Nora Devins/ Staff Photographer
Photo still courtesy of the USM Art Gallery

By: Alyson Peabody, Editor-in-Chief

Lusus Naturae welcomes the bizarre and the grotesque to float freely in the abyss.

The title is Latin for ‘a joke of nature.’ Eyeballs, nipples, toes, and ears come together to form creatures projected onto large screens in the Gorham Art Gallery. Some creatures playfully stick out their tongues. Elements of biology and fantasy merge to become a reality.

The video installation combines with live performance to submerge the viewer in an other-worldly experience. The exhibition is a collaboration featuring USM Artist-in-Residence Ólöf Nordal, Icelandic animator Gunnar Karlsson and composer Þuríður Jónsdóttir.

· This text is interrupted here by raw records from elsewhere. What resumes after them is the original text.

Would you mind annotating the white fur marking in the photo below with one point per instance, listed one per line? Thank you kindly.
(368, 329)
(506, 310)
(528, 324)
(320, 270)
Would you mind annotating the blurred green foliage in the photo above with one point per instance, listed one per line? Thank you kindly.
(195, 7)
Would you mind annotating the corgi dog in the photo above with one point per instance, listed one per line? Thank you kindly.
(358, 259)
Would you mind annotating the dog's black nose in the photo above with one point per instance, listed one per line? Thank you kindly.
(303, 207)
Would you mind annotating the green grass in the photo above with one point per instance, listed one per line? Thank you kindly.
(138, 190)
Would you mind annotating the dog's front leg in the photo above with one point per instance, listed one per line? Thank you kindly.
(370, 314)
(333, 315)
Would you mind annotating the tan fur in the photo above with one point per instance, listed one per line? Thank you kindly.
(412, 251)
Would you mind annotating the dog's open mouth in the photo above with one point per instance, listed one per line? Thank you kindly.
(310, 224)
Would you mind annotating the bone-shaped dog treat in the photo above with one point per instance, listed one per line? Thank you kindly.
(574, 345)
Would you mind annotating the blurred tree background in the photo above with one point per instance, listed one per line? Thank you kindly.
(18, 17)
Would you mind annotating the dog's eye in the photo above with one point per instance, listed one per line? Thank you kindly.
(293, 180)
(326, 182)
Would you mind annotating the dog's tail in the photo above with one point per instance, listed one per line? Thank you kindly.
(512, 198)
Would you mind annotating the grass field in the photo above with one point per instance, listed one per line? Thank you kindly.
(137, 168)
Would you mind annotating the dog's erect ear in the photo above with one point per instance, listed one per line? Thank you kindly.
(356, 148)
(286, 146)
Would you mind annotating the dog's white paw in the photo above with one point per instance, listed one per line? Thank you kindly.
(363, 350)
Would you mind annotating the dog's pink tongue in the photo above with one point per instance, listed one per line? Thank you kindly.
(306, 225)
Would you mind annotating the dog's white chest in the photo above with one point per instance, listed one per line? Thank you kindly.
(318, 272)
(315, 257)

Nordal is a successful visual artist in Iceland and abroad. She uses various media to channel her work, primarily sculpture, photography, and video installation, in addition to creating works for public spaces. She has tackled topics such as culture, origin, and folklore, working with local and global matters. She will be at USM from March 10 to April 30.

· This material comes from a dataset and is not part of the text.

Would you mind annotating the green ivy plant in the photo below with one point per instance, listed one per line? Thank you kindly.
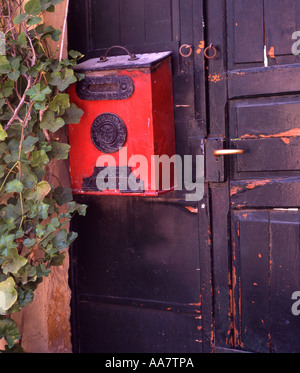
(34, 215)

Photo still courtesy of the USM Art Gallery

Karlsson is a pioneer in Icelandic animation and works both as director and creative director on his films, which have received awards at international film festivals. His latest full-length animated feature was Thor – the Legend of Valhalla. Karlsson is also an avid illustrator, political cartoonist, and painter.

Jónsdóttir has written various types of compositions, some include electronic sounds, audience participation, dramatics and sounds from nature. Her works have been performed by Icelandic and international orchestras at renowned music festivals. Jónsdóttir has been nominated for the Icelandic Music Awards and the Nordic Music Prize.

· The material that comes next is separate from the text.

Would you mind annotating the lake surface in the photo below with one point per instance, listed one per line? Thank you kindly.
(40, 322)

According to The Hafnarfjörður Centre of Culture and Fine Art, Lusus Naturae tells the story of the circle of life. It shares “the birth of fictional beings, their existence, death, and rebirth.” These events are slow as if they are happening in the pressure areas in the abyss.

Photo still courtesy of the USM Art Gallery

The word ‘grotesque’ was originally used to describe vivid Roman murals with monsters and beings such as centaurs and satyrs according to the USM Art Gallery page. Now the word is associated with the discomfort we feel when the laws of nature are broken. We feel disturbed by the creatures presented in Lusus Naturae as they lead us to feel mixed emotions of discomfort and unexpected empathy for their distorted bodies.
“Meaningless repetition is both mesmerizing and enchanting, and we are simultaneously reminded of how the tiniest deviation from otherwise perfect cellular activity can have peculiar effects,” wrote the Hafnarfjörður Centre.
The music is written for a tenor, contrabassoon, and flutes, offering a soundscape that is a permanent part of the installation and an element of live performance at the closing reception.

USM School of Music students will perform live music at 6:15 pm in the gallery during the closing reception on Thursday, March 12. Nordal will participate in a brief Q&A following the performance. The closing reception will run from 6 pm to 8 pm.

The exhibition is up from January 30 to March 12 in the Gorham Art Gallery located at 5 University Way, Gorham. They are open Wednesday and Thursday from noon to 6 pm and Friday through Sunday from noon to 4 pm.